What seems like a couple of years ago now, Mr Stoatie and I set off on our road trip to Skye and the Highlands. Things have been so hectic here that it’s taken me a while to get around to post about it, and I think it’s going to take quite a few instalments!
We’d originally planned to drive as far as Loch Lomond and then stop overnight and break the journey, but we were doing so well that we decided to hammer it and get up as far as Oban so that we would have more time to explore there. I was feeling remarkably well and enjoyed the journey through the glens despite Mr Stoatie throwing the ScoobyVan around the road like a Top Gear presenter. Unfortunately though, as is traditional, I started to develop one of Jane’s heads about ten minutes from Oban itself and by the time we reached the campsite I was reaching for a bowl.
The site we stayed at was a few miles out of town and was based in a huge walled garden – more like a walled field! It backed against Barcaldine Forest so there was wonderful walks for the dogs. Across the road to the front there was access down to the beach. It was one of the weirdest beaches I’d ever been on, as it was full of huge plastic tubes, stretching along the shoreline, some of which had been made into circle shapes and were floating in the water. A really empty industrial landscape in the middle of wonderful scenery.

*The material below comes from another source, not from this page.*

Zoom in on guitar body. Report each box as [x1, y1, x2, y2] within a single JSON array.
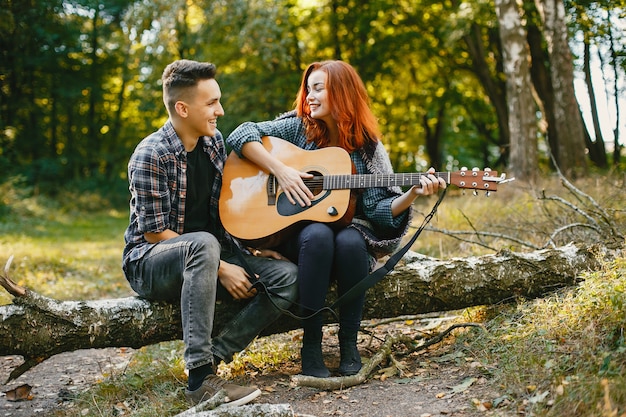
[[220, 136, 506, 248], [220, 136, 354, 248]]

The first day we went into town to get info on the crossing to Skye from the CalMac Terminal. Right by the entrance there is a wonderful seafood stall selling produce straight from the sea – their boat is tied up about 15ft away. We decided to go for the seafood platter, I can’t describe how good this tasted! Please note that Mr Stoatie had started without me, he scoffed both slices of bread before I got a look in.
They had live crabs and lobsters at the front of the stall, which attracted a lot of attention, and there was a gentleman going round offering samples of mussels in white wine. The couple next to us arrived with a few oysters each on a bed of ice, we were immediately sorry we didn’t try those as well. Maybe next time! The stall was buzzing the entire time we were there and is obviously very popular.
Mr Pinchy meets his fans.
As you can tell from the pictures it was rather grey and drizzly.
We stopped at Dunstaffenage Castle on the way back, which was the historic stronghold of the McDougall Clan and a temporary prison for Flora McDonald (she crops up a lot on our trip!) The great thing about places like this is that you can take the dogs in too. They were even allowed in the gift shop which was rather nice of the staff as they were soaking wet by then. The castle is built on a plug of basalt and it’s quite a climb to get in. There is a small house inside, built in 1725 which looks habitable, it wasn’t open, but you could clamber over everything else. The dogs had great fun and were so entertaining (to everyone else) that an American tourist had to take their picture because ‘they were so cute’ Unfortunately I didn’t find being dragged around very cute, especially when my vertigo kicked in!
The Castle is on a spit of land extending out into the Firth of Lorn, a good position to defend.
You can see the height of the curtain walls and the plug of basalt they were built on. The ‘new house’ is just peeping from the battlements at the top right. The building under the tree is used to house the shop and toilets.